This Is the Army is a 1943 American wartime musical comedy film produced by Hal B. Wallis and Jack L. Warner, and directed by Michael Curtiz, adapted from a wartime stage musical with the same name, designed to boost morale in the U.S. during World War II, directed by Ezra Stone. The screenplay by Casey Robinson and Claude Binyon was based on the 1942 Broadway musical by Irving Berlin, who also composed the film's 19 songs and broke screen protocol by singing one of them. The movie features a large ensemble cast, including George Murphy, Ronald Reagan, Joan Leslie, Alan Hale Sr. and Rosemary DeCamp, while both the stage play and film included soldiers of the U.S. Army who were actors and performers in civilian life.

Plot

In World War I, song-and-dance man Jerry Jones is drafted into the US Army, where he stages a revue called Yip Yip Yaphank. It is a rousing success, but one night during the show orders are received to leave immediately for France: instead of the finale, the troops march up the aisles through the audience, out the theater's main entrance and into a convoy of waiting trucks. Among the teary, last-minute goodbyes Jones kisses his newlywed bride Ethel farewell.

In the trenches of France, several of the soldiers in the production are killed or wounded by shrapnel from a German artillery barrage. Jones is wounded in the leg and must walk with a cane, ending his career as a dancer. Nevertheless, he is resolved to find something useful to do, especially now that he is the father of a son. Sgt. McGee and Pvt. Eddie Dibble, the troop bugler, also survive.

Twenty-five years later World War II is raging in Europe. Jerry's son Johnny enlists in the Army shortly after Pearl Harbor. He tells his sweetheart Eileen Dibble that they cannot marry until he returns, since he doesn't want to make her a widow.

Johnny reluctantly accepts an order to stage another musical, following in his father's footsteps. The show goes on tour throughout the United States and eventually plays Washington, D.C., in front of President Roosevelt. During the show it is announced that this is the last performance: the soldiers in the production have been ordered back to their combat units.

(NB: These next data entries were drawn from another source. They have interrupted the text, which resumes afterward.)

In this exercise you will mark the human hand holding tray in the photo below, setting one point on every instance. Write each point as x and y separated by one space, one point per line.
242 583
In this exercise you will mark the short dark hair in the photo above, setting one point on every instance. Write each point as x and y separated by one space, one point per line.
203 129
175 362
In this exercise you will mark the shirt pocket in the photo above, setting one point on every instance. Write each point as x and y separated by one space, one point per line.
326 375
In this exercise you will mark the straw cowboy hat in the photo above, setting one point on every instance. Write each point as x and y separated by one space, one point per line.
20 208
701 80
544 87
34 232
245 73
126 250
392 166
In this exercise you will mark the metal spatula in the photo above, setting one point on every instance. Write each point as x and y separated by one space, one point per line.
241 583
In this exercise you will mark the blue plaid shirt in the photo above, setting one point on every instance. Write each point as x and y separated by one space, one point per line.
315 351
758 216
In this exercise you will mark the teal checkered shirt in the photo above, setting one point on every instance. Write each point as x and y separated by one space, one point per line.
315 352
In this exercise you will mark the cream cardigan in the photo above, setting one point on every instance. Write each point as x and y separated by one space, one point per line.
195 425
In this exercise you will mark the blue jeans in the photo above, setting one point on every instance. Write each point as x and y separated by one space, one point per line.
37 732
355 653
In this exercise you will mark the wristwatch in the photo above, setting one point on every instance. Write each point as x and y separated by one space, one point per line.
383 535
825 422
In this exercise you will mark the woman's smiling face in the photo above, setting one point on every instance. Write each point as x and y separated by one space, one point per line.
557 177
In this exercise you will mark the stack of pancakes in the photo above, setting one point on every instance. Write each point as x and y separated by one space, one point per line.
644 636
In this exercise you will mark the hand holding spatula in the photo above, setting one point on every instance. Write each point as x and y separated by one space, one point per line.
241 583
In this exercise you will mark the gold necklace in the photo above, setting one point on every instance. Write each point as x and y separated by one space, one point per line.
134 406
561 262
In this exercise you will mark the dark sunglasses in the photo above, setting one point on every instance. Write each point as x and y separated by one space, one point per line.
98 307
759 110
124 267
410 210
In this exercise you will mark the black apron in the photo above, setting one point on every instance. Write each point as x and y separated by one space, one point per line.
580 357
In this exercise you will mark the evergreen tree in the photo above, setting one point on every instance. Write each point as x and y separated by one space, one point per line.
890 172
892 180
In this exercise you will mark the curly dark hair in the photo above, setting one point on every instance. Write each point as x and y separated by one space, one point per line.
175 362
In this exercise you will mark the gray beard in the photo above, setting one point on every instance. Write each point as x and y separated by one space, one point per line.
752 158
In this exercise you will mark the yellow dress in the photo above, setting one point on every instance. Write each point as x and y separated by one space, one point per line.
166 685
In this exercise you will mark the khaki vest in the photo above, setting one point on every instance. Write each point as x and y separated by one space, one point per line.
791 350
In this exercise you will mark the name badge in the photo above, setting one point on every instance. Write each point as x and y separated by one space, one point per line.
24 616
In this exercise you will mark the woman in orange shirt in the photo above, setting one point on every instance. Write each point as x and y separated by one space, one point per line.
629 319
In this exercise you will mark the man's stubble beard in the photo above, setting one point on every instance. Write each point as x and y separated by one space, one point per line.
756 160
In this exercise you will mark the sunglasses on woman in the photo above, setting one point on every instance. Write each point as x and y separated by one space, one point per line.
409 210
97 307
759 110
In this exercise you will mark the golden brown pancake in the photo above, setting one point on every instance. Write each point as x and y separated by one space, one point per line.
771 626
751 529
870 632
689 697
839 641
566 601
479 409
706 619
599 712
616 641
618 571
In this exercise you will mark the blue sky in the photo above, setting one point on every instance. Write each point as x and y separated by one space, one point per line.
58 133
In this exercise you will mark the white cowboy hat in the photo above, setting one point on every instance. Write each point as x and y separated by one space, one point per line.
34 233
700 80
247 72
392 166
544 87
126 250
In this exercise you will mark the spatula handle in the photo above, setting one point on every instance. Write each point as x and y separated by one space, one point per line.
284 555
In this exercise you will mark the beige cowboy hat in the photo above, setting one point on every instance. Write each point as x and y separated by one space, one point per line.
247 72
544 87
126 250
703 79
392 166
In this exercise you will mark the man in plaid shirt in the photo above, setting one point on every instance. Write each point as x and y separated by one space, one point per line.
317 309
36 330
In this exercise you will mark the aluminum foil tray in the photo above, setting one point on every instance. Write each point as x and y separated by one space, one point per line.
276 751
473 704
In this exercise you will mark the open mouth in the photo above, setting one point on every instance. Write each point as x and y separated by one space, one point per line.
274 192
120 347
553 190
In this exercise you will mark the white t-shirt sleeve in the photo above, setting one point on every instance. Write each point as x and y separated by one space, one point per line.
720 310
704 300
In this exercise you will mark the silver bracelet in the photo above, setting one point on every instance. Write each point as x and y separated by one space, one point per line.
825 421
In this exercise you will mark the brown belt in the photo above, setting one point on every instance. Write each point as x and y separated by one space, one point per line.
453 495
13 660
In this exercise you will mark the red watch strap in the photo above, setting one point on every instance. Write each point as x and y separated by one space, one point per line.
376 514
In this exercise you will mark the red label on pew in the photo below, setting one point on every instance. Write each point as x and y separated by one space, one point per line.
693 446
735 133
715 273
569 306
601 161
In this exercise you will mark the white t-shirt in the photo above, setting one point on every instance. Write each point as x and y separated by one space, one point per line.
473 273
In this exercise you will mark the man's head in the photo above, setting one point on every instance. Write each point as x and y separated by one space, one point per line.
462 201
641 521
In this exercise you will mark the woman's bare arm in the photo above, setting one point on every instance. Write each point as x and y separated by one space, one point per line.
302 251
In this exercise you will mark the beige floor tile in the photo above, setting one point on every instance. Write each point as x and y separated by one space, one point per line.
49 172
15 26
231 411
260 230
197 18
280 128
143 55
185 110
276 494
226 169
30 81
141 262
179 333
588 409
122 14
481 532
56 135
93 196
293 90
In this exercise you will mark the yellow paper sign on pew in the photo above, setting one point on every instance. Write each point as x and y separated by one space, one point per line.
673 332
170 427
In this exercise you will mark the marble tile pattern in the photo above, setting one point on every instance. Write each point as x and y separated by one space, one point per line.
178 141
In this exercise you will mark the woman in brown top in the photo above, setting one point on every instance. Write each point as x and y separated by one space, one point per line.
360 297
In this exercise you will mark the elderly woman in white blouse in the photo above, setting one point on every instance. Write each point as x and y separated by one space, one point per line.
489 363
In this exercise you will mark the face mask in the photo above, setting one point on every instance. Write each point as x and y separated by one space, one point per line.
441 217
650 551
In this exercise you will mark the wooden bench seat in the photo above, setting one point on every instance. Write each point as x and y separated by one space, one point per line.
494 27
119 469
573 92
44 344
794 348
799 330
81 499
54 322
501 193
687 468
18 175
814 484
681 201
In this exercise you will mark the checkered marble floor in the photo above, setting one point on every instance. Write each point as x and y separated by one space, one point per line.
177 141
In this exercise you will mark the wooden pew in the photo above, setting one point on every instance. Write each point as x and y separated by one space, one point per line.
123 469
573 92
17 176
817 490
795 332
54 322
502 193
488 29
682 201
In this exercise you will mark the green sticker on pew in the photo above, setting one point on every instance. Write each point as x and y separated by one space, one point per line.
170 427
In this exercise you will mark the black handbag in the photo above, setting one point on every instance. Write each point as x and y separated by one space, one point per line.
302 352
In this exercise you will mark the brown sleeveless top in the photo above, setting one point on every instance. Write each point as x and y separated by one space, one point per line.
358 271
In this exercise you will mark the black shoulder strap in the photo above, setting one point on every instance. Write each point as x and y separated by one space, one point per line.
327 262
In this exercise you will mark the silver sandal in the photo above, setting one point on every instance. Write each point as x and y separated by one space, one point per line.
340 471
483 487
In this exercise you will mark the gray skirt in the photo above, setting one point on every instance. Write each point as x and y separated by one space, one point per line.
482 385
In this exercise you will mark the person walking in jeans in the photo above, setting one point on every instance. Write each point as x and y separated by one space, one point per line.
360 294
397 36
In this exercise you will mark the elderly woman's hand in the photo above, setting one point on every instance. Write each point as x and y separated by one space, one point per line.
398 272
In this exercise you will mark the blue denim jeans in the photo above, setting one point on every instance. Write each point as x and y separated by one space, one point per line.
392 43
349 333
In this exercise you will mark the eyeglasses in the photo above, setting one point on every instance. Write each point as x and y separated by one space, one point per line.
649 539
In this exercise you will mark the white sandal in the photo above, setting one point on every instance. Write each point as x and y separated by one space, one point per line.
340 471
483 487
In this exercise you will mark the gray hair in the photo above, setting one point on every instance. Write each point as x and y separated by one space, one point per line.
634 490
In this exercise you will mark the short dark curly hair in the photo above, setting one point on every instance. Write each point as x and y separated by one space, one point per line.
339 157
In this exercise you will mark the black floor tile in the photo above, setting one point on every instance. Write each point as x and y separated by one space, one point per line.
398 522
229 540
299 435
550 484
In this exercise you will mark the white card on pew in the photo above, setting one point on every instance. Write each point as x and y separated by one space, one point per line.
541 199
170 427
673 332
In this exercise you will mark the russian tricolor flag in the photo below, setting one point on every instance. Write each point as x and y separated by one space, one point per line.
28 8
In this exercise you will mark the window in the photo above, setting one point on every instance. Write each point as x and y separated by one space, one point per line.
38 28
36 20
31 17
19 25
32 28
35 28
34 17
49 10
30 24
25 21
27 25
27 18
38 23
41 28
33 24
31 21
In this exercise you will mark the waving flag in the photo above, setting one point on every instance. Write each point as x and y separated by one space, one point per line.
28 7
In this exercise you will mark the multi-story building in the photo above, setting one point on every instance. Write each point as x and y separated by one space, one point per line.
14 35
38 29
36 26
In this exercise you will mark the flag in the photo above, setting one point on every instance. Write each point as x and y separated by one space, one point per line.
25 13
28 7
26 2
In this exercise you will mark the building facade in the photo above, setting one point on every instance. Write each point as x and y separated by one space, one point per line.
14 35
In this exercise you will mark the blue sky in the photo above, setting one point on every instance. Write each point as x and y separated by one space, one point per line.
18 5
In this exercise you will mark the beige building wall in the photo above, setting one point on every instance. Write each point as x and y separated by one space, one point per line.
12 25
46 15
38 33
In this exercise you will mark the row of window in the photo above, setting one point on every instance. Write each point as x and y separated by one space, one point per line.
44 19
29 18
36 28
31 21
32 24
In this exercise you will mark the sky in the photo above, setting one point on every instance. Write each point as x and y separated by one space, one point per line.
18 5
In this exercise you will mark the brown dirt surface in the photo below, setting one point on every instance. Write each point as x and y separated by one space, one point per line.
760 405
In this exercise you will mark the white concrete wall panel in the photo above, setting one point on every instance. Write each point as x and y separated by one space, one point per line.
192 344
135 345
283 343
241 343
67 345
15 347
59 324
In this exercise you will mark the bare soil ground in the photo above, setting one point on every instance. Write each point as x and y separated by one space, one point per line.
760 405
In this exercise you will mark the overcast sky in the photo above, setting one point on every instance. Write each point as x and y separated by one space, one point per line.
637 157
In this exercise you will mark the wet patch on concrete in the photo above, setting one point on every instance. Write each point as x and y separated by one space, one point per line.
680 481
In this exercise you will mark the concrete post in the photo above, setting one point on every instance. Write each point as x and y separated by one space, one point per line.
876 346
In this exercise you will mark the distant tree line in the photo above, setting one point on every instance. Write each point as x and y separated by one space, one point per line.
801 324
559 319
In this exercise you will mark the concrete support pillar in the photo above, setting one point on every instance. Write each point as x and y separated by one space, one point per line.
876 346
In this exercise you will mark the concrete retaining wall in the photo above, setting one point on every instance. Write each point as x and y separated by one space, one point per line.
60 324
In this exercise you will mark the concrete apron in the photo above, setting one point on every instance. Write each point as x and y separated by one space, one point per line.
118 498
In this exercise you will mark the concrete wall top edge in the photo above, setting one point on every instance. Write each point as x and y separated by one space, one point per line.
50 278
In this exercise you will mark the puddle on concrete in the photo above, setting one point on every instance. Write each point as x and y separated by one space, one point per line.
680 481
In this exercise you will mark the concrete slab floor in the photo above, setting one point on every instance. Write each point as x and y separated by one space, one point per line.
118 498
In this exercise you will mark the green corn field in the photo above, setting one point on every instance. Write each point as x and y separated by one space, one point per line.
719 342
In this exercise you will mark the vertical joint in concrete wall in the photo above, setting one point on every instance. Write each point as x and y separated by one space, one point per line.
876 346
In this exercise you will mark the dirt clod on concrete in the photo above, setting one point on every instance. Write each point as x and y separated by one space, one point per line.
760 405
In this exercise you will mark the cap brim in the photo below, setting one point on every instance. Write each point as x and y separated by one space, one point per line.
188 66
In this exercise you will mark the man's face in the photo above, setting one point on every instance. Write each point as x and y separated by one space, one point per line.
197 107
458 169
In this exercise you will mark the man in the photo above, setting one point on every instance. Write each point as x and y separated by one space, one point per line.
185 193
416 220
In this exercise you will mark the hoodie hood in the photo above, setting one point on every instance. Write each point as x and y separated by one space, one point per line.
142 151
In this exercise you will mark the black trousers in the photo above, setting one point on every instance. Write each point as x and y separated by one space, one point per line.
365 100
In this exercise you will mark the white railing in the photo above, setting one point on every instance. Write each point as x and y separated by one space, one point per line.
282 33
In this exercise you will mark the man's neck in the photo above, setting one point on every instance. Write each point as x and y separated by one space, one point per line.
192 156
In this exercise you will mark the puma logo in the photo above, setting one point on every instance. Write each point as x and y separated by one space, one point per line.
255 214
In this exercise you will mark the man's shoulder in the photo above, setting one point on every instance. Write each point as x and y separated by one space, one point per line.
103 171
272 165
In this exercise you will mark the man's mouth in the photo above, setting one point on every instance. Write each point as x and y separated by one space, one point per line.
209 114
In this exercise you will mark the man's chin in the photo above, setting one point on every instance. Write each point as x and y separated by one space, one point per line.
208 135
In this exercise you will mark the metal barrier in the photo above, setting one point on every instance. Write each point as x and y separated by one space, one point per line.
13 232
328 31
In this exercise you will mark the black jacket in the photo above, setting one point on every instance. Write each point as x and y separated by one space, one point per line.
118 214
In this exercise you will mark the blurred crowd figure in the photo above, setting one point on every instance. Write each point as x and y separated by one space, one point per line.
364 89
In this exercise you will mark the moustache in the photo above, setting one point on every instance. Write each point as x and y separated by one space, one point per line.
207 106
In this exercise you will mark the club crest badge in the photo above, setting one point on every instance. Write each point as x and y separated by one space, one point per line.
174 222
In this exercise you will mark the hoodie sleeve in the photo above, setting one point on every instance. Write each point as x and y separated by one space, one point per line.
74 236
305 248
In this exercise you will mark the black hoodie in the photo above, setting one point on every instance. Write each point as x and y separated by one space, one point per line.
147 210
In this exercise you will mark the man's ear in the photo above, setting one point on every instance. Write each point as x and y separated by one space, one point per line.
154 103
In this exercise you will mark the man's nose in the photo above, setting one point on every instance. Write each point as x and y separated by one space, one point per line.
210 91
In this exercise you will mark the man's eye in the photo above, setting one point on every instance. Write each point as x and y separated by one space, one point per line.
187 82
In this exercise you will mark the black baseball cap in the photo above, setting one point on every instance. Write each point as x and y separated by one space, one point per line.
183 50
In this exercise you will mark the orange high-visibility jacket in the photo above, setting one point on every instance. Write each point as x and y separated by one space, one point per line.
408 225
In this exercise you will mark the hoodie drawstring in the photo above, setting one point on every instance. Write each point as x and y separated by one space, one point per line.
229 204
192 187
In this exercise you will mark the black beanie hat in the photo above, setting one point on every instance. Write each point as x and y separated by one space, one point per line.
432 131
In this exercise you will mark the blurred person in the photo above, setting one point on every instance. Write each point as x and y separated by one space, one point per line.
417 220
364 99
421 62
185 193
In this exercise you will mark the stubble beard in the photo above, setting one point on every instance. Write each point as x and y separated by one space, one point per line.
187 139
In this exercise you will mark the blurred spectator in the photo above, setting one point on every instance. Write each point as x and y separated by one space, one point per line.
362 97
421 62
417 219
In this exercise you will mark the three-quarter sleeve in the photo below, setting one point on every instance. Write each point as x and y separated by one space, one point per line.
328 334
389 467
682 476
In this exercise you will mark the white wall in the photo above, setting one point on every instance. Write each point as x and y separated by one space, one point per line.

Eileen, who has joined the Red Cross auxiliary, appears backstage. During a break in the show she brings a minister and persuades Johnny that they should marry now – which they do, in the alley behind the theater, with their fathers acting as witnesses.

Cast

Production
The title of the movie is the same as the title of the stage version of the show. The movie features star appearances by Irving Berlin, Kate Smith, Frances Langford and Joe Louis as themselves. Smith's full-length rendition of Berlin's "God Bless America" is arguably the most famous cinematic rendition of the piece. Louis appears in a revue piece called "What the Well-Dressed Man in Harlem Will Wear", with James Cross (lead singer and dancer), William Wycoff (dancer in drag), Marion Brown (heavyset dancer), and a chorus of perhaps a dozen, the only spoken/sung scene that includes African-Americans. Louis also appears in two other scenes, one in a boxing match, and the second being the stage door canteen number (he did not speak in either scene).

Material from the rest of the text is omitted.